Na de Meiji-restauratie schafte het Senmin Haishirei-edict de onwetende klassen af ​​en gaf de verschoppelingen dezelfde juridische status. Het verbod op vlees van vee resulteerde in een opening van slachthuis- en slagerijberoepen voor de burakumin. Het sociale stigma en discriminatie bleven echter bestaan.

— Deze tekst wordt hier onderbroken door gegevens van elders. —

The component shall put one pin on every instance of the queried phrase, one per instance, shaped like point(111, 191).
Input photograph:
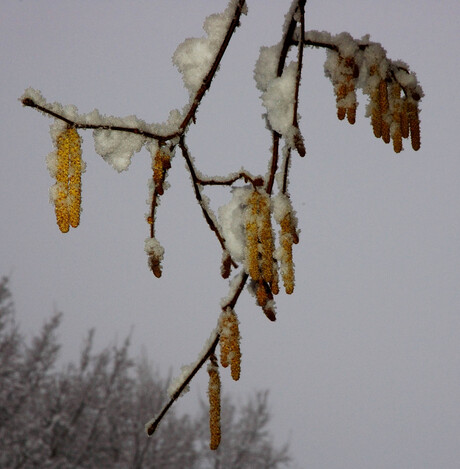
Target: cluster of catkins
point(161, 163)
point(230, 355)
point(393, 90)
point(65, 165)
point(261, 259)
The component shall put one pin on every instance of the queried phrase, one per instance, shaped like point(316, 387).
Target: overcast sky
point(363, 363)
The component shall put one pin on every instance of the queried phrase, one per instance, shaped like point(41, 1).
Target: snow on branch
point(245, 226)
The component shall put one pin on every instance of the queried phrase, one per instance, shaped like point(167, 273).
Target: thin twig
point(151, 427)
point(199, 197)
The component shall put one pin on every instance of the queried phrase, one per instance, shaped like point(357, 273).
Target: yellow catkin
point(383, 106)
point(75, 178)
point(286, 241)
point(68, 179)
point(62, 182)
point(261, 293)
point(414, 125)
point(404, 120)
point(214, 403)
point(266, 239)
point(396, 105)
point(229, 342)
point(161, 163)
point(376, 115)
point(351, 114)
point(252, 246)
point(260, 247)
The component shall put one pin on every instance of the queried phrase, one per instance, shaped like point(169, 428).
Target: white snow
point(195, 56)
point(232, 221)
point(278, 99)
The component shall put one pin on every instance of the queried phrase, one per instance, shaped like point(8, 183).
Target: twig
point(153, 424)
point(199, 198)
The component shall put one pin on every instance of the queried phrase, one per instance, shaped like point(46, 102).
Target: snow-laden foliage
point(88, 413)
point(257, 228)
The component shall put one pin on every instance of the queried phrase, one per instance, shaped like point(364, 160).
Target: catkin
point(414, 125)
point(68, 179)
point(286, 241)
point(161, 163)
point(214, 403)
point(259, 239)
point(230, 343)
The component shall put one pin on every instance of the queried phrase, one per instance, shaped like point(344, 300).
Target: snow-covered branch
point(245, 226)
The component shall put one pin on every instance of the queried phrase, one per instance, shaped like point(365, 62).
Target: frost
point(195, 56)
point(117, 148)
point(278, 99)
point(186, 370)
point(231, 218)
point(266, 66)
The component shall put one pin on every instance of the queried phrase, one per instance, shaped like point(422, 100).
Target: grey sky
point(363, 363)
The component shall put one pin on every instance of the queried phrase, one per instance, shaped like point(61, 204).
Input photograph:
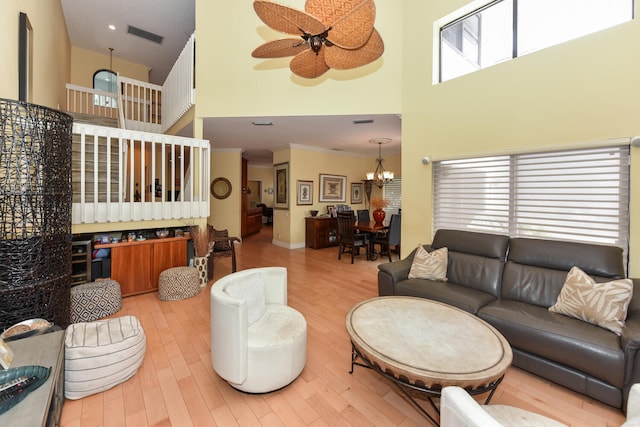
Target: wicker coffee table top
point(428, 344)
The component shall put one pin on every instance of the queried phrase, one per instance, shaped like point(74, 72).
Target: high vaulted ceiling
point(174, 20)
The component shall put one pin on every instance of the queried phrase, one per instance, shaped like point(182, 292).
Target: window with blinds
point(392, 193)
point(577, 195)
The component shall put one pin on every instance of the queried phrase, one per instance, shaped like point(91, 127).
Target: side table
point(43, 406)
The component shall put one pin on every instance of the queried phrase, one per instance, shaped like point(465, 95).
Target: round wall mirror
point(220, 188)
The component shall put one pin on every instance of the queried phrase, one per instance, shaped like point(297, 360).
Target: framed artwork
point(305, 192)
point(333, 188)
point(357, 188)
point(281, 181)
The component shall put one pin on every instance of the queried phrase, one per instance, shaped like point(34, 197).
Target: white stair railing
point(178, 90)
point(104, 193)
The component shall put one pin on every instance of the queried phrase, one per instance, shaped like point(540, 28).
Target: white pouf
point(102, 354)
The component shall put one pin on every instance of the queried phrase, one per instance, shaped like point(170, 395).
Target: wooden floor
point(176, 385)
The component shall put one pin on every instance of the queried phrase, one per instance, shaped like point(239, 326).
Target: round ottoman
point(99, 355)
point(95, 300)
point(178, 283)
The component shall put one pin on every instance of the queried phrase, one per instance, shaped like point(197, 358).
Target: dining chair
point(348, 240)
point(223, 246)
point(390, 237)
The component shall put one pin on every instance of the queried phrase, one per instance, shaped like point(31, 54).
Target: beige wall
point(567, 95)
point(84, 63)
point(264, 174)
point(51, 51)
point(225, 213)
point(230, 83)
point(307, 164)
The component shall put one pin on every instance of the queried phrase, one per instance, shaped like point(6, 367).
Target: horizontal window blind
point(575, 195)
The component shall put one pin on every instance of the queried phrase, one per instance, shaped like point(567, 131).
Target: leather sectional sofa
point(511, 283)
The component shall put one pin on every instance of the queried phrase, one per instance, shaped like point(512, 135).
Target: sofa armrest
point(630, 340)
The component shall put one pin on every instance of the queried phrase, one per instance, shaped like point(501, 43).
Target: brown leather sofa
point(511, 283)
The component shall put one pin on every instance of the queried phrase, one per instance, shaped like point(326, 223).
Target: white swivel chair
point(459, 409)
point(258, 343)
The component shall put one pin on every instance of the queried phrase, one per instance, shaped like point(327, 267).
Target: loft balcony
point(124, 167)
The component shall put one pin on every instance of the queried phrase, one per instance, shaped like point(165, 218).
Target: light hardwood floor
point(176, 385)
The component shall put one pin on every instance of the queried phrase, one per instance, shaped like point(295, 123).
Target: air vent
point(145, 34)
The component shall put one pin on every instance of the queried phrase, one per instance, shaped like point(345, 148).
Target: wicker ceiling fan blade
point(351, 22)
point(280, 48)
point(287, 20)
point(343, 59)
point(309, 65)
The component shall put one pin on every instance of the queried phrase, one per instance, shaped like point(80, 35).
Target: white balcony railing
point(122, 175)
point(140, 105)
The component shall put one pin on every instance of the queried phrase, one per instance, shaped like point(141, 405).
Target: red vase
point(378, 216)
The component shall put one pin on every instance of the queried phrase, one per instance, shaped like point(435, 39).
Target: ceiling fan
point(334, 34)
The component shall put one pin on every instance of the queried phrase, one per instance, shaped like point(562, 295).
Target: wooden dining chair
point(349, 241)
point(222, 245)
point(390, 237)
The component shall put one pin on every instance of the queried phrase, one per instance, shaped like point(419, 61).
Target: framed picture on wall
point(305, 192)
point(357, 189)
point(333, 188)
point(281, 184)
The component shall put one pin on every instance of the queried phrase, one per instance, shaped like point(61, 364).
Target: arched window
point(106, 81)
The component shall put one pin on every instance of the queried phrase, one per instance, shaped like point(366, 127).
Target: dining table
point(372, 228)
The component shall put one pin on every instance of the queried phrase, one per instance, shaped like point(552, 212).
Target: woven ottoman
point(95, 300)
point(102, 354)
point(178, 283)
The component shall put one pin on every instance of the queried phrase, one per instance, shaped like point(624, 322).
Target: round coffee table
point(427, 345)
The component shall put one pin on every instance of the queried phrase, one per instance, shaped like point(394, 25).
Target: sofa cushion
point(482, 244)
point(429, 265)
point(596, 260)
point(603, 304)
point(460, 296)
point(559, 338)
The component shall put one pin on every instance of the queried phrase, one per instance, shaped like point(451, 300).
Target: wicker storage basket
point(35, 213)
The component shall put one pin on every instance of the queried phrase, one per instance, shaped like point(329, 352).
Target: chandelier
point(380, 177)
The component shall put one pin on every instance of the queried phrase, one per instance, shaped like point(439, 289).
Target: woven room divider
point(35, 213)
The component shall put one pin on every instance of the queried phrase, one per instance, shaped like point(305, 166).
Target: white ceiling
point(87, 24)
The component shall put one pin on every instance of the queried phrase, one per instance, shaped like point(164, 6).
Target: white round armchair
point(258, 343)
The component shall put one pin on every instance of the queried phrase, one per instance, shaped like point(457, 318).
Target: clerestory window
point(500, 30)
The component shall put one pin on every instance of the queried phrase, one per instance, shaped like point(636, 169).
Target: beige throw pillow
point(603, 304)
point(429, 265)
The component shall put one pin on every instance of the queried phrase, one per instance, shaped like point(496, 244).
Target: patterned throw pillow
point(603, 304)
point(429, 265)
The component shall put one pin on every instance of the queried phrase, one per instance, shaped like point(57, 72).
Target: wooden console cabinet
point(321, 232)
point(137, 265)
point(43, 406)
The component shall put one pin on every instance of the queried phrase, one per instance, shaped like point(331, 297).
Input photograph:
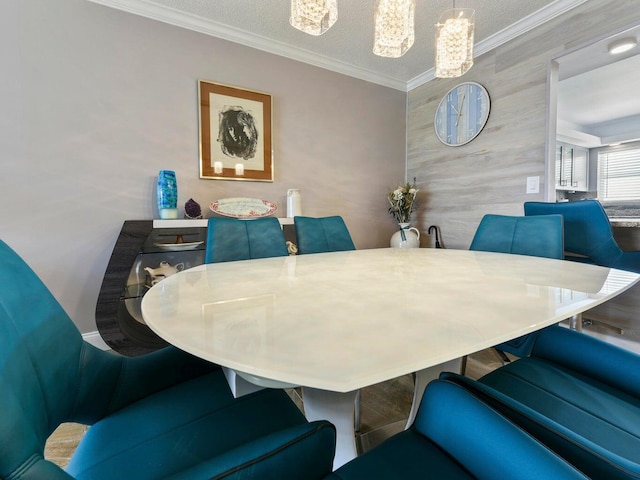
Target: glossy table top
point(345, 320)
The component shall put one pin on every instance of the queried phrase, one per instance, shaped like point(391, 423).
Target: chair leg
point(357, 413)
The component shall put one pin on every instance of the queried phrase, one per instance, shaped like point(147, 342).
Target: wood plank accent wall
point(458, 185)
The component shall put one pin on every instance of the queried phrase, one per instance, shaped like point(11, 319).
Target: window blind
point(619, 175)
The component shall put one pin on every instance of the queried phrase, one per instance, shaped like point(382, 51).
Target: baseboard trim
point(96, 340)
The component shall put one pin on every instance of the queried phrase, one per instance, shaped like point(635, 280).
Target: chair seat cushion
point(585, 420)
point(178, 429)
point(405, 455)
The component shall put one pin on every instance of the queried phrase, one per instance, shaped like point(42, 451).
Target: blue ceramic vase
point(167, 194)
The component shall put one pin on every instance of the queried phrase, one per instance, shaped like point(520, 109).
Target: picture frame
point(235, 133)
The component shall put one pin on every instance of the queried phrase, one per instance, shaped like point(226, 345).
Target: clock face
point(462, 114)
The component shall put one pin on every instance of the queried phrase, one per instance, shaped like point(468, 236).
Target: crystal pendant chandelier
point(394, 27)
point(313, 16)
point(454, 43)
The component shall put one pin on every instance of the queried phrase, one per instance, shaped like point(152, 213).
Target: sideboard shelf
point(125, 282)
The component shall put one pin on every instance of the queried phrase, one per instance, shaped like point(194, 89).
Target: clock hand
point(460, 112)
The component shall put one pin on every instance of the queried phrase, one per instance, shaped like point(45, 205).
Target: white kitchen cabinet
point(572, 167)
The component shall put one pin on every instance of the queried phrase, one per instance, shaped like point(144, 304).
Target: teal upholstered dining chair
point(540, 236)
point(587, 233)
point(323, 234)
point(456, 436)
point(230, 239)
point(162, 415)
point(577, 394)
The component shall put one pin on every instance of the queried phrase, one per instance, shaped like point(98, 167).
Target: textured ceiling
point(347, 46)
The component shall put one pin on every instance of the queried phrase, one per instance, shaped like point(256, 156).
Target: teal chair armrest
point(303, 452)
point(588, 356)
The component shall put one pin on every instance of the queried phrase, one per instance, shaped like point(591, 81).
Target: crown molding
point(512, 31)
point(195, 23)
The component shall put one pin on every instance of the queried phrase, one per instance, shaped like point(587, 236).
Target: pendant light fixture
point(313, 16)
point(454, 42)
point(393, 27)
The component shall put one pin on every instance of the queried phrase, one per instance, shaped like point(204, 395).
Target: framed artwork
point(235, 133)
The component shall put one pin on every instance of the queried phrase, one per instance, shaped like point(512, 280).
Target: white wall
point(95, 101)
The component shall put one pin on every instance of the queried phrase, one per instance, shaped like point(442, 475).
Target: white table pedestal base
point(339, 409)
point(422, 378)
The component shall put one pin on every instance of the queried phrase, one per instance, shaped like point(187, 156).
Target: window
point(619, 174)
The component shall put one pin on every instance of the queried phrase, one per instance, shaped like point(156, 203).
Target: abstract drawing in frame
point(235, 133)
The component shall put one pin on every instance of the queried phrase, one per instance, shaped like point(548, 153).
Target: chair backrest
point(41, 355)
point(540, 236)
point(587, 229)
point(324, 234)
point(475, 435)
point(230, 239)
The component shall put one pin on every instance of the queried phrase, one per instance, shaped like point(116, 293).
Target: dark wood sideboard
point(125, 282)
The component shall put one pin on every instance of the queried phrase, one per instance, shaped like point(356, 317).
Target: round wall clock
point(462, 114)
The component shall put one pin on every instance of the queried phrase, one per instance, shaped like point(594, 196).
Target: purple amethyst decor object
point(192, 209)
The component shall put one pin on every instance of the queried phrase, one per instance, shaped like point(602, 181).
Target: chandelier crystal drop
point(393, 27)
point(313, 16)
point(454, 43)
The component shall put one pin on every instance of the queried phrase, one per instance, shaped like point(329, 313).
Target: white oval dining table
point(334, 323)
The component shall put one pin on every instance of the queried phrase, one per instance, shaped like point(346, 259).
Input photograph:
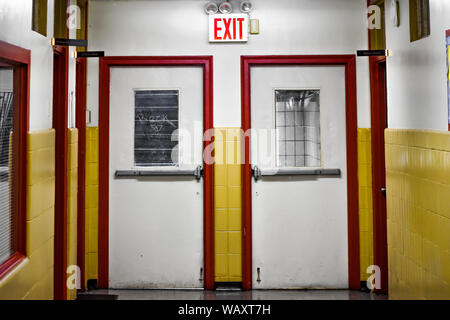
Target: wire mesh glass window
point(297, 122)
point(156, 128)
point(7, 219)
point(419, 19)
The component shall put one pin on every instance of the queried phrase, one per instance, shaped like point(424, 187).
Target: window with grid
point(7, 218)
point(156, 128)
point(39, 17)
point(419, 19)
point(297, 122)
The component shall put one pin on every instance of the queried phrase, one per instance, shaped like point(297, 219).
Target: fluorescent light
point(225, 7)
point(246, 6)
point(211, 8)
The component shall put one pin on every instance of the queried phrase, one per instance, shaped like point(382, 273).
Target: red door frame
point(349, 61)
point(377, 68)
point(208, 184)
point(80, 89)
point(19, 59)
point(60, 118)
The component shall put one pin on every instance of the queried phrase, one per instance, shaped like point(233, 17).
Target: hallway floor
point(233, 295)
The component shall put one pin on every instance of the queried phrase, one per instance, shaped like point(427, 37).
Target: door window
point(156, 128)
point(297, 122)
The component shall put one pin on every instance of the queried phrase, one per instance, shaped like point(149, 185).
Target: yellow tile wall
point(91, 263)
point(72, 191)
point(365, 201)
point(33, 278)
point(418, 212)
point(227, 205)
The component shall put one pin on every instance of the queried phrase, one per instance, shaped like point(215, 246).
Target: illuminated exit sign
point(228, 28)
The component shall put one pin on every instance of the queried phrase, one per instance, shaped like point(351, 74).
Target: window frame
point(276, 161)
point(413, 23)
point(39, 17)
point(166, 166)
point(18, 58)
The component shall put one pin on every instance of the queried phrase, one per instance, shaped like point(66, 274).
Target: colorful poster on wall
point(448, 74)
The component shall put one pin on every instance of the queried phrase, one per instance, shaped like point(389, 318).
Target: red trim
point(349, 61)
point(60, 114)
point(81, 82)
point(103, 242)
point(447, 34)
point(18, 58)
point(9, 265)
point(379, 124)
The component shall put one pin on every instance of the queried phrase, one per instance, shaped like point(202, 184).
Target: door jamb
point(378, 116)
point(208, 184)
point(60, 118)
point(349, 61)
point(80, 118)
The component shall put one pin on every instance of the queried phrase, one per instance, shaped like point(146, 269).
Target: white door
point(299, 222)
point(156, 223)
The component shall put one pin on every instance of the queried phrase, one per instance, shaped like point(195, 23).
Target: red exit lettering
point(228, 28)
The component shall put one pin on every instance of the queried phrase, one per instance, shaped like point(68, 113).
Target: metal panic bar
point(197, 173)
point(258, 173)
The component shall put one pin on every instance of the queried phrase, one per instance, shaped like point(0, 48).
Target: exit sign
point(228, 28)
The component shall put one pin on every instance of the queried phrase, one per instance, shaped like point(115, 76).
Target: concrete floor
point(238, 295)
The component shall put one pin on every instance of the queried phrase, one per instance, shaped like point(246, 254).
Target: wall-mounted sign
point(68, 42)
point(90, 54)
point(372, 53)
point(228, 28)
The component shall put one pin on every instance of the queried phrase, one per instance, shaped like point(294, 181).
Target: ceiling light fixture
point(225, 7)
point(211, 8)
point(246, 6)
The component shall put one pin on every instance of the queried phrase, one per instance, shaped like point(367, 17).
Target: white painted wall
point(417, 71)
point(6, 79)
point(181, 28)
point(15, 28)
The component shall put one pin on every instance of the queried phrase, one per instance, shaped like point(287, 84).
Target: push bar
point(258, 173)
point(197, 173)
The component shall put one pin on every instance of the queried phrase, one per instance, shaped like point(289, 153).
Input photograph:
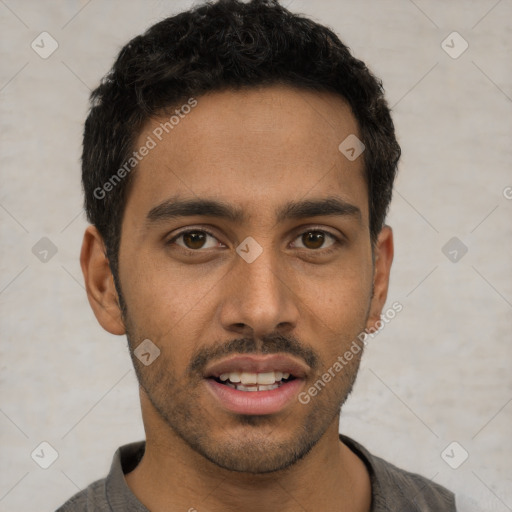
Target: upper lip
point(257, 364)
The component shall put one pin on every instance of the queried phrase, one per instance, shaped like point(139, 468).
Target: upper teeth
point(254, 378)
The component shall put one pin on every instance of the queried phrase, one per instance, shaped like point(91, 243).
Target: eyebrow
point(174, 208)
point(318, 208)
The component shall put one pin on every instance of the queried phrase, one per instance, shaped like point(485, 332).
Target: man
point(238, 165)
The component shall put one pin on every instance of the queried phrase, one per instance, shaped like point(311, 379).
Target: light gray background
point(440, 372)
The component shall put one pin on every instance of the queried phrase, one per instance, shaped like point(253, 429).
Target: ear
point(99, 282)
point(383, 254)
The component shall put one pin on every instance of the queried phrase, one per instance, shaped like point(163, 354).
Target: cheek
point(161, 300)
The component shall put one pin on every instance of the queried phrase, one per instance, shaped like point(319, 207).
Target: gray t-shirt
point(393, 489)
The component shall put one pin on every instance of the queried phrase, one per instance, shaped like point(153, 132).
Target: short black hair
point(224, 45)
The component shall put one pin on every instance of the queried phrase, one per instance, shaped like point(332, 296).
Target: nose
point(257, 299)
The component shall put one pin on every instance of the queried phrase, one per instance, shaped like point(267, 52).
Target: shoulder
point(91, 499)
point(394, 489)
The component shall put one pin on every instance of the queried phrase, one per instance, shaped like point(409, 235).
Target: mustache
point(269, 344)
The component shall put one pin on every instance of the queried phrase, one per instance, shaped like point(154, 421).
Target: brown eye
point(194, 239)
point(313, 239)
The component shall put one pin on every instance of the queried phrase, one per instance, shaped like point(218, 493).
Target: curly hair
point(225, 45)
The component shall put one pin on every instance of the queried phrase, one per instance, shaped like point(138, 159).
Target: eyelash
point(328, 250)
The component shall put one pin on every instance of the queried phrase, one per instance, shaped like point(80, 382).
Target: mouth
point(255, 385)
point(247, 381)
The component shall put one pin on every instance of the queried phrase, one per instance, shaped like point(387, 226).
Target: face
point(245, 252)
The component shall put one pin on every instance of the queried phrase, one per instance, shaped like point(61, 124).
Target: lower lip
point(255, 402)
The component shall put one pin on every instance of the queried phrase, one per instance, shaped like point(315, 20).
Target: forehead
point(252, 148)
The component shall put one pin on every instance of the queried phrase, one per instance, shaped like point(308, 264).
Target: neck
point(171, 476)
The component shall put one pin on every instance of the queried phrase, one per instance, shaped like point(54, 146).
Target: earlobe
point(384, 250)
point(99, 282)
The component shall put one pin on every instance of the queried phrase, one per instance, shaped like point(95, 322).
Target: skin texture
point(256, 150)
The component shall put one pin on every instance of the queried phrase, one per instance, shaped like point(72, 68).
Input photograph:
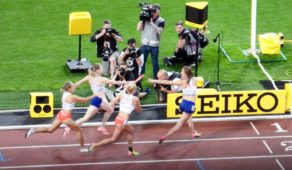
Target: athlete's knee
point(112, 60)
point(113, 139)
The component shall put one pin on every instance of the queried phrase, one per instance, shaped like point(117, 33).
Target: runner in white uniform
point(97, 82)
point(128, 103)
point(188, 85)
point(65, 115)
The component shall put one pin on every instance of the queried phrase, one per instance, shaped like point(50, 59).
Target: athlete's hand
point(150, 80)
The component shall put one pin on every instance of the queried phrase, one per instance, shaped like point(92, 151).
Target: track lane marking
point(268, 147)
point(254, 128)
point(279, 163)
point(151, 142)
point(147, 161)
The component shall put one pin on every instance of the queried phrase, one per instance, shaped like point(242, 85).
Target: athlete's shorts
point(96, 101)
point(187, 106)
point(120, 120)
point(62, 116)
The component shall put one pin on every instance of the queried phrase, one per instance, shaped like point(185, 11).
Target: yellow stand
point(79, 24)
point(41, 105)
point(196, 14)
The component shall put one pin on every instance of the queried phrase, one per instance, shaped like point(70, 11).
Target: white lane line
point(268, 147)
point(151, 142)
point(279, 163)
point(148, 161)
point(254, 128)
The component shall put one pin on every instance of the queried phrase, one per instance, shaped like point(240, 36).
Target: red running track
point(265, 144)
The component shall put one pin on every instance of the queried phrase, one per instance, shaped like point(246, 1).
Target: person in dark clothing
point(163, 90)
point(132, 57)
point(106, 40)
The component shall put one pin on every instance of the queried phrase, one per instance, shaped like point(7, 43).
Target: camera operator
point(106, 40)
point(186, 49)
point(162, 90)
point(151, 30)
point(132, 57)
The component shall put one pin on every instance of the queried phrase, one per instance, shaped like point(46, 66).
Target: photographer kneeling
point(162, 90)
point(106, 40)
point(187, 49)
point(132, 57)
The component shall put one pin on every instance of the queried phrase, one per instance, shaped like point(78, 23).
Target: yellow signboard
point(232, 103)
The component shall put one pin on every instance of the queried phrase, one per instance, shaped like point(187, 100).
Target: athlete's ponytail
point(92, 70)
point(67, 86)
point(188, 71)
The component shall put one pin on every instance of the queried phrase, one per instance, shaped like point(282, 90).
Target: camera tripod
point(218, 39)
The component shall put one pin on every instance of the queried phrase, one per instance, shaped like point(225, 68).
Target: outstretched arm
point(165, 82)
point(78, 99)
point(77, 84)
point(116, 100)
point(108, 81)
point(137, 104)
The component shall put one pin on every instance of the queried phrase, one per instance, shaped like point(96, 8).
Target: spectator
point(106, 40)
point(150, 37)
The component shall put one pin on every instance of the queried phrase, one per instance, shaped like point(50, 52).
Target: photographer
point(162, 90)
point(106, 40)
point(151, 26)
point(189, 46)
point(120, 75)
point(132, 57)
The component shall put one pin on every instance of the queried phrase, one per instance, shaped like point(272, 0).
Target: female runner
point(97, 82)
point(64, 116)
point(188, 85)
point(128, 103)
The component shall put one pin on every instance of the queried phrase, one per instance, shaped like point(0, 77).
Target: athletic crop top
point(65, 105)
point(94, 85)
point(126, 103)
point(190, 90)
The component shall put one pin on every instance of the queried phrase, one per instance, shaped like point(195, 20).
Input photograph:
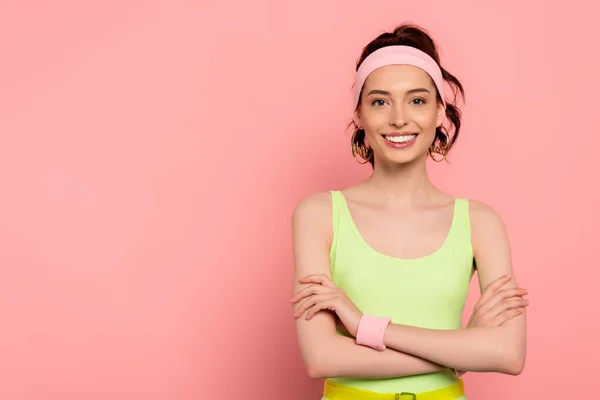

Afdaling van de burakumin kon worden afgeleid uit voorouderlijke dorpen en buurten waar de burakumin leefde, zelfs als individuen verspreid waren. Ondertussen konden degenen die naar die buurten of beroepen verhuisden zelf worden geïdentificeerd als burakumin, zelfs zonder voorouders uit die dorpen.

Aanhoudende discriminatie tegen de Burakumin

De benarde toestand van de buraku maakt niet alleen deel uit van de geschiedenis. Discriminatie wordt zelfs vandaag nog geconfronteerd met afstammelingen van buraku. Buraku-gezinnen wonen nog steeds in gescheiden buurten in sommige Japanse steden. Hoewel het niet legaal is, circuleren er lijsten die burakumin identificeren, en ze worden gediscrimineerd bij het aannemen en het regelen van huwelijken.

Het aantal burakumin varieert van een officiële telling van ongeveer een miljoen tot meer dan drie miljoen, zoals beoordeeld door de Buraku Liberation League.

Ontkende sociale mobiliteit, sommigen sluiten zich aan bij de yakuza of georganiseerde misdaadsyndicaten, waar het een meritocratie is. Ongeveer 60 procent van de yakuza-leden heeft een Burakumin-achtergrond. Tegenwoordig heeft een burgerrechtenbeweging echter enig succes bij het verbeteren van de levens van moderne buraku-gezinnen.

Het is ontmoedigend dat zelfs in een etnisch homogene samenleving, mensen nog steeds een manier zullen vinden om een ​​verschopte groep te creëren waar iedereen op neer kan kijken.